A number of proposed bills are attempting to restrict the use of conscientious or philosophical, religious and medical exemptions to mandatory vaccination laws. NVIC is spearheading an organized grassroots effort to provide fact-based information about vaccine safety and choice issues to legislators to help them understand the importance of protecting informed consent rights. 

The bills targeting non-medical exemptions for elimination from state public health laws are being supported by a wealthy and politically powerful lobbying coalition – medical trade groups and public health agencies aligned with pharmaceutical companies that take a “no exceptions” approach to mandated use of all government recommended vaccines.

Oregon and Vermont Being Targeted

In Oregon, SB 132 threatens to completely remove the religious exemption, which has always been broadly interpreted, Dawn said. Under the proposed legislation, a parent can request a non-medical, personal exemption to opt out of vaccination for a child, but not without having the additional burden of securing a signature from a state-designated medical practitioner verifying that the parents have received the state’s version of information about the risks and benefits of vaccination. Additionally, the parent will have to obtain a certificate verifying completion of an online vaccine education module.

In Vermont, companion bills HB 138 and SB 102 suspend philosophical and religious exemptions if the vaccination rate falls below 90 percent. There has not been any floor action on these bills, which means there is still time for Vermont residents to make their opinions known to legislators.

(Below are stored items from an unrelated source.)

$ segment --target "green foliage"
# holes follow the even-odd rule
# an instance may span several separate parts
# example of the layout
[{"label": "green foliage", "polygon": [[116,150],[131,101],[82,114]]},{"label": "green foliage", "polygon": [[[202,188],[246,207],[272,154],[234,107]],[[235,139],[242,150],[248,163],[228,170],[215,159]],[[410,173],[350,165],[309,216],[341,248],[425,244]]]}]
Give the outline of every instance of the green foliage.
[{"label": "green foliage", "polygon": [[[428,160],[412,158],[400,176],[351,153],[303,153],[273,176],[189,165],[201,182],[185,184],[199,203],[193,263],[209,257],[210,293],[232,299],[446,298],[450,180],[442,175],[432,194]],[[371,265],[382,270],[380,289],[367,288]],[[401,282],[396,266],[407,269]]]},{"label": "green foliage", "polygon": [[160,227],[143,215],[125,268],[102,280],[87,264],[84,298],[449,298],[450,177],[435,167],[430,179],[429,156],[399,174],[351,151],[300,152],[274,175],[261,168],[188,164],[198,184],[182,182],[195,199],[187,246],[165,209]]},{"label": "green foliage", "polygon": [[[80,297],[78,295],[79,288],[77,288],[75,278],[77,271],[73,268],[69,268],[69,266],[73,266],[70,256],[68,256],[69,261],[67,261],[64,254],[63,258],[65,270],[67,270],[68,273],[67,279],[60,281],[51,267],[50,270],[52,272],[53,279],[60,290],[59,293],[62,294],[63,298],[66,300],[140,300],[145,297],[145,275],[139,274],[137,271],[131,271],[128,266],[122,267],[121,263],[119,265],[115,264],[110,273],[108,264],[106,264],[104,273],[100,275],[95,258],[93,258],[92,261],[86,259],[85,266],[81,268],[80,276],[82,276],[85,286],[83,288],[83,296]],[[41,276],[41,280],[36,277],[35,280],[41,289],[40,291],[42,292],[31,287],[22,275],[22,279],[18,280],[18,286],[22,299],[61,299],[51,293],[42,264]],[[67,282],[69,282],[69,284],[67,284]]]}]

Vermont NVIC State Director Jennifer Stella noted these Vermont bills are harmful because the autonomous right to decide whether or not to inject a drug into your body or that of your child should not be contingent upon the number of people exercising that right. She strongly encourages Vermont’s elected lawmakers to consider the importance of unrestricted preservation of the fundamental human right informed consent, and not grant any further power to unelected agencies.